Wouldn't typoglycemia be lack of typos in your blood? Don't you mean the opposite?

  • "Hypo", meaning low; "glyc-", meaning sugar; and "emia", meaning of the blood. "Low sugar of the blood". (With apologies to chubbyemu.)

    Since "typo" comes from "typography", it roughly means "symbolic". So "typoglycemia" should mean "symbolic sugar of the blood". Low typos in your blood would be "hypotypemia".

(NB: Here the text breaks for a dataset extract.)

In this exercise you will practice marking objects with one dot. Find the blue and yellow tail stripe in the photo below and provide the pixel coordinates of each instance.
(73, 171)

    I have no idea why "typoglycemia" refers to a human ability to autocorrect, but it brings me joy, so I'm not going to question it ^_^

I mean, TBH I would expect this to be true: an LLM is trained over a massive corpus of internet data, which contains many typos, and is required to accurately predict tokens despite edit errors. A spellchecker is typically running a deterministic algorithm really, really quickly, and has hardcoded limits on acceptable edit distance (and has no learned knowledge of what looks correct/incorrect to human eyes). An LLM should generally trounce a spellchecker at figuring out what you meant to type, unless the spellchecker is secretly a tiny LLM / ML model of some kind under the hood.

I have definitely noticed this too. I also use the built in swipe to type feature, and it may as well be a coin flip as to whether it gets the word right. I get that swiping is vague, but even a little bit of frequency prediction would tell you that “sounds good” is going to be more likely than “sings hood”. It’s an absolutely infuriating feature.

  • This drives me insane.

    I use the swipe feature because I guess I have wide fingertips and frequently hit unintended, adjacent keys when pecking on the keyboard (especially as I’ve gotten older). The words produced by swiping often make no grammatical sense, and are frequently esoteric words that I just can’t believe rank high enough on a basic frequency list to suggest. Not to mention my own vocabulary, which apparently is not considered by the keyboard at all.

    I had a way better experience using SwiftKey on my android phone 15 years ago.